Asked in an interview on Sunday if he would oblige, Mr. Obama demurred, saying he had not completed his schedule. On Thursday, a survivors group said that three survivors had been invited to the wreath-laying ceremony. There was no word yet on whether they would meet the president.
Photo

 
President Obama and Prime Minister Shinzo Abe of Japan at the Ise shrine in Ise, Japan, on Thursday. Credit Doug Mills/The New York Times 

Should the president apologize?
Mr. Obama has already said he would not issue an apology for the bombings, and Prime Minister Shinzo Abe has not pressed for one.
A majority of Americans say they believe the bombings were necessary to force Japan’s surrender and end the war. President Harry S. Truman, and many historians since, have argued that the bombings saved millions of lives by averting the need for a full-scale invasion. They also say that Japan, which had led a rampaging campaign throughout Asia, had an opportunity to surrender before the bombings, but chose not to. In that view, no apology is warranted.

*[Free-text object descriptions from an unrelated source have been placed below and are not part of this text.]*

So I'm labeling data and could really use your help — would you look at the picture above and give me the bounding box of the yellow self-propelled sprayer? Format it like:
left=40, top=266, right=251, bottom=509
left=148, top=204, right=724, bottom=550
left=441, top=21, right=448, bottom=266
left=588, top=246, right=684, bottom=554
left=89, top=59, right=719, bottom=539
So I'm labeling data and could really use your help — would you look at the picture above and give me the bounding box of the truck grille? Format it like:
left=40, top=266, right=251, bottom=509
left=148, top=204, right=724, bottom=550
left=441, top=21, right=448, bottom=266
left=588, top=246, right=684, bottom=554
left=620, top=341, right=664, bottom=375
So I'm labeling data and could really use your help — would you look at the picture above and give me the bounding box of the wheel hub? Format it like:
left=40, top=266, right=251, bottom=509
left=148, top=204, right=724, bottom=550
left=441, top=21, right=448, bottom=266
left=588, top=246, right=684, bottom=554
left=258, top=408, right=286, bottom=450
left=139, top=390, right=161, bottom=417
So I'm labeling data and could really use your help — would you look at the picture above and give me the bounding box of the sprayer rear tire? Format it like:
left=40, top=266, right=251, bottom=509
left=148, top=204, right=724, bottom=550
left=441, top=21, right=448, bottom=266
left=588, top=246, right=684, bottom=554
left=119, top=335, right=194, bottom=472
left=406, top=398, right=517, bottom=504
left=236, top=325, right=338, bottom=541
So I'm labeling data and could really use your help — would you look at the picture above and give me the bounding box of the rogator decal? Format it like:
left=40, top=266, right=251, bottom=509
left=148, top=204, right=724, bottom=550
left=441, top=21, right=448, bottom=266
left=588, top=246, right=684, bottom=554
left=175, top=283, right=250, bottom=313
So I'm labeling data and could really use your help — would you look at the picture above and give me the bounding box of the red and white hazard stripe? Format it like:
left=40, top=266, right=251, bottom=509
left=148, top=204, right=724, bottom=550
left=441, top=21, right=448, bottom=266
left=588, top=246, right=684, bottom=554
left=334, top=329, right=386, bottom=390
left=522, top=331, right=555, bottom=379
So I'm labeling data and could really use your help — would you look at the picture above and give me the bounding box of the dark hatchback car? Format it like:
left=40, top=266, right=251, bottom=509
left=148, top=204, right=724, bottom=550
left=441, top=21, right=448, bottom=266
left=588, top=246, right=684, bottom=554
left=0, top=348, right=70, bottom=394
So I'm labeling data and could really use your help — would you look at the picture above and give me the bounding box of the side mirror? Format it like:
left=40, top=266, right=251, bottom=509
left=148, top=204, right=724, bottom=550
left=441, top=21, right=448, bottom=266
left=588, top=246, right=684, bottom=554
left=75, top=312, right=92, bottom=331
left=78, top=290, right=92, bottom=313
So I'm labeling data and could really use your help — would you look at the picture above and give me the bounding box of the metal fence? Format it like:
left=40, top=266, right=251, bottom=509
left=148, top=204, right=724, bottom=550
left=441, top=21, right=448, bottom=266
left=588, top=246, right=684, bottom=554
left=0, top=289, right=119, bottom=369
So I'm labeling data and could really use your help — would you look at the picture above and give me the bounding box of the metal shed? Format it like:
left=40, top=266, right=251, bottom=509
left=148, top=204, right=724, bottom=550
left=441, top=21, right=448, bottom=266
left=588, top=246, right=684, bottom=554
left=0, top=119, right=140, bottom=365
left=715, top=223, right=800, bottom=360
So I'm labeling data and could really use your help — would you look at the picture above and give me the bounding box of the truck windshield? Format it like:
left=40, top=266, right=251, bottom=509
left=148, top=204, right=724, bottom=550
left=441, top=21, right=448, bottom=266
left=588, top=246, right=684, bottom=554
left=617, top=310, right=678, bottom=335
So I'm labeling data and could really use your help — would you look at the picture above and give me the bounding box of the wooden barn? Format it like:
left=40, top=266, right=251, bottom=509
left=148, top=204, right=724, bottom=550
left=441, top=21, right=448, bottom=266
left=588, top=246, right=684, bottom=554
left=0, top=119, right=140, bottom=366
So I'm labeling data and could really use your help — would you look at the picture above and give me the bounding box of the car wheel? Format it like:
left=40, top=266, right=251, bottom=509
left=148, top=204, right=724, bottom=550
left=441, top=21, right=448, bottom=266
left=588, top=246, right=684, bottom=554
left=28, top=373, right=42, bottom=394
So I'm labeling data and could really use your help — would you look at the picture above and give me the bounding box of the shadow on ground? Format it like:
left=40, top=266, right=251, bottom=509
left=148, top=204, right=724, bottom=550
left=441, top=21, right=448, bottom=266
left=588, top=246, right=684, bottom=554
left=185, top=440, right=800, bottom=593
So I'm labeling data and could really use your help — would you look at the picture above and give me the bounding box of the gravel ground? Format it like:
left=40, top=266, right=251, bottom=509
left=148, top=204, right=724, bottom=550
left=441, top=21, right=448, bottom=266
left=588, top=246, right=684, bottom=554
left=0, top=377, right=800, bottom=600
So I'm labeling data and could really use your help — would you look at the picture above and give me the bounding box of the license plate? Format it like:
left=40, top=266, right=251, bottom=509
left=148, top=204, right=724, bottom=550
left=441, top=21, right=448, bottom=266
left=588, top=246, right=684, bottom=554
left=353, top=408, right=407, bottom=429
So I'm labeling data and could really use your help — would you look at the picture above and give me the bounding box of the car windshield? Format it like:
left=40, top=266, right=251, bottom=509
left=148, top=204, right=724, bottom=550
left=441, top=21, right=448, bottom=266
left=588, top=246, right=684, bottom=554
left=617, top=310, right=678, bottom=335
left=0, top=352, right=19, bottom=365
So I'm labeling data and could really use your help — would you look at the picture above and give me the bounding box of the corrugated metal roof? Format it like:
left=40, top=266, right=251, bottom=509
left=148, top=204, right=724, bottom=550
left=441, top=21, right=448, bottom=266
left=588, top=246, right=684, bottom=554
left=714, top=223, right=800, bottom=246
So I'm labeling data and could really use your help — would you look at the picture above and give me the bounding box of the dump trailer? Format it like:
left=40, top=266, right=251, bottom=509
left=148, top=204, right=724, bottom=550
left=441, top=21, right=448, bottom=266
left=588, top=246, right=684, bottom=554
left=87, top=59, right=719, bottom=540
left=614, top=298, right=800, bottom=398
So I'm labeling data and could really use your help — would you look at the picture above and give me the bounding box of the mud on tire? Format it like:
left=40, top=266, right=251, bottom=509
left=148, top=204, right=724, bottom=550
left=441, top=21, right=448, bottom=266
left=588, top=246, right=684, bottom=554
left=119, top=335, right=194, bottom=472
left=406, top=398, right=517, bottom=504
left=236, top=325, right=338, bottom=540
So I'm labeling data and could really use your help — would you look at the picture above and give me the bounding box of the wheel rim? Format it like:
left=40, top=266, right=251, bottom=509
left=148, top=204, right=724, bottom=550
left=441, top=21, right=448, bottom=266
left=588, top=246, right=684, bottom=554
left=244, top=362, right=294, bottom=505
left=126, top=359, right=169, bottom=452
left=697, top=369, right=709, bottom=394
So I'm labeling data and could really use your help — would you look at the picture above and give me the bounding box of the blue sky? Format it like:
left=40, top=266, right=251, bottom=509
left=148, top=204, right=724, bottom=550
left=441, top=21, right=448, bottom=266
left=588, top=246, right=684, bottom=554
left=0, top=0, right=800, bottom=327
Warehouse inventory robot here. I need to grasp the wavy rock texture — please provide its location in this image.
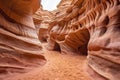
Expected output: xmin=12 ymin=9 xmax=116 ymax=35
xmin=45 ymin=0 xmax=120 ymax=80
xmin=0 ymin=0 xmax=45 ymax=80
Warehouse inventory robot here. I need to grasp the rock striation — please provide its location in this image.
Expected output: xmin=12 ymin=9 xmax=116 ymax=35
xmin=44 ymin=0 xmax=120 ymax=80
xmin=0 ymin=0 xmax=45 ymax=80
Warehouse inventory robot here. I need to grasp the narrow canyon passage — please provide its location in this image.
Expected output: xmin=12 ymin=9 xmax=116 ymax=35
xmin=0 ymin=0 xmax=120 ymax=80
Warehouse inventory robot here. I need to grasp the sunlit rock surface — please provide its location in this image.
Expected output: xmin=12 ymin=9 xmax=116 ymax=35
xmin=0 ymin=0 xmax=45 ymax=80
xmin=43 ymin=0 xmax=120 ymax=80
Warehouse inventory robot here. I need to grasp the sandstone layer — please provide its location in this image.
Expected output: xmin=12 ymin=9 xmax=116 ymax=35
xmin=44 ymin=0 xmax=120 ymax=80
xmin=0 ymin=0 xmax=45 ymax=80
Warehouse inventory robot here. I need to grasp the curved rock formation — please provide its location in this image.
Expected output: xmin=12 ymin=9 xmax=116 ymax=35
xmin=44 ymin=0 xmax=120 ymax=80
xmin=0 ymin=0 xmax=45 ymax=80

Critics of the bombings are skeptical that they truly precipitated Japan’s surrender. The fact that cities, not military targets, were bombed, killing more than 200,000 people, has led some experts in both countries to conclude the bombings amounted to war crimes. In that view, the president should apologize on behalf of the United States.
So what will Obama say?
After laying a wreath at the peace memorial, Mr. Obama is expected to make brief remarks. “I think you can expect me to speak to the horrors of war in general, to speak to the need for a world without nuclear weapons and to speak to the U.S.-Japan alliance as an example of how we can move forward,” he told NHK.
He may also sign the guest book, as Secretary of State John Kerry did during a visit in April. “It is a stark, harsh, compelling reminder,” Mr. Kerry wrote, “not only of our obligation to end the threat of nuclear weapons, but to rededicate all our effort to avoid war itself.”
Should he criticize Japan for its role in the war?
Since the president’s speech will not include an apology, he will have to strike a delicate balance in referring to Japan’s aggression during the war. Some have wondered if he will mention the Japanese attack on Pearl Harbor, along with other Japanese war atrocities like the Nanjing Massacre in China or the Bataan Death March.
What are the potential minefields elsewhere in Asia?
The wounds of World War II are still intensely felt in other parts of Asia that fell victim to Japan’s imperial war machine. In China, People’s Daily, the official Communist Party newspaper, accused Japan of being Mr. Obama’s “right-hand man” in East Asia, while his visit to Hiroshima is seen as a false effort to portray Japan as a victim rather than a chief aggressor during the war.
The official response in South Korea has been more deferential. The government has neither welcomed nor criticized the trip. But some South Korean news media, as well as South Korean survivors of the bombings, have urged Mr. Obama to pay tribute to a separate monument at the Hiroshima Peace Memorial Park, built by Koreans in memory of the Korean victims.
What is the reaction in Japan?
The Japanese people, along with the mainstream news media, have been overwhelmingly supportive of Mr. Obama’s decision to visit Hiroshima. In a poll this week by the Asahi Shimbun, a liberal newspaper, 89 percent said they supported the trip. However, on Thursday, a group of about 50 protesters marched past the peace monument in Hiroshima carrying signs that read, “No Abe! No Obama! No Nukes, Base & War!”